Mounting evidence suggests that aberrations in immune-inflammatory pathways contribute to the pathophysiology of
major depressive disorder (MDD), and individuals with MDD may have elevated levels of predominantly pro-inflammatory
cytokines and
C-reactive protein. In addition, previous meta-analyses suggest that
antidepressant drug treatment may decrease peripheral levels of
interleukin-1 beta (IL-1β) and
IL-6. Recently, several new studies examining the effect of
antidepressants on these
cytokines have been published, and so we performed an updated meta-analysis of studies that measured peripheral levels of
cytokines and
chemokines during
antidepressant treatment in patients with MDD. The PubMed/MEDLINE, EMBASE, and PsycInfo databases were searched from inception through March 9, 2017. Forty-five studies met inclusion criteria (N = 1517).

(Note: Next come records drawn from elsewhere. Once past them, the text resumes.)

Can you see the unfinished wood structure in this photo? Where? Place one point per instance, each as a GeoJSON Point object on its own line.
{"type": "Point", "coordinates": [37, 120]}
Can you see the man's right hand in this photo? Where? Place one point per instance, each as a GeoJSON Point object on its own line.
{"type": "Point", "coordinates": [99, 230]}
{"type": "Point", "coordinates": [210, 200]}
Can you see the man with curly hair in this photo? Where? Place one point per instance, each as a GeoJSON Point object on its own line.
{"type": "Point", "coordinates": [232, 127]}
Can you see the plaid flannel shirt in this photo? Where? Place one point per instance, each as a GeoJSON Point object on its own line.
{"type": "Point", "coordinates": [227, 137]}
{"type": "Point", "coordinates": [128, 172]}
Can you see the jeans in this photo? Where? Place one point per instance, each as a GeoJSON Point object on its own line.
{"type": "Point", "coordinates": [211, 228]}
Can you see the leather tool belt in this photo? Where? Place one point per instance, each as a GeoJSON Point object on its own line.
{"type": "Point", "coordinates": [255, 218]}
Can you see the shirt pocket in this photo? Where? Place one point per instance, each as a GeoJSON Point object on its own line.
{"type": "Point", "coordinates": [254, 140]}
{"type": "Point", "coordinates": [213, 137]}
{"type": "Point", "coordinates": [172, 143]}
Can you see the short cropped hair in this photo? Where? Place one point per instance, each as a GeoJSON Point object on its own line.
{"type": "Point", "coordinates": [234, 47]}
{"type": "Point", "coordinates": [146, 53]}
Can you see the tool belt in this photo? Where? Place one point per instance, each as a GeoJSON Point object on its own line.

Peripheral levels of
IL-6,
tumor necrosis factor-alpha (TNF-α), IL-1β,
IL-10,
IL-2,
IL-4,
interferon-γ,
IL-8, the C-C motif
ligand 2
chemokine (CCL-2), CCL-3,
IL-1 receptor antagonist,
IL-13,
IL-17,
IL-5,
IL-7, and the soluble
IL-2 receptor were measured in at least three datasets and thus were meta-analyzed.
Antidepressant treatment significantly decreased peripheral levels of
IL-6 (Hedges g = -0.454, P <0.001), TNF-α (g = -0.202, P = 0.015),
IL-10 (g = -0.566, P = 0.012), and CCL-2 (g = -1.502, P = 0.006). These findings indicate that
antidepressants decrease several markers of peripheral
inflammation. However, this meta-analysis did not provide evidence that reductions in peripheral
inflammation are associated with
antidepressant treatment response although few studies provided separate data for treatment responders and non-responders.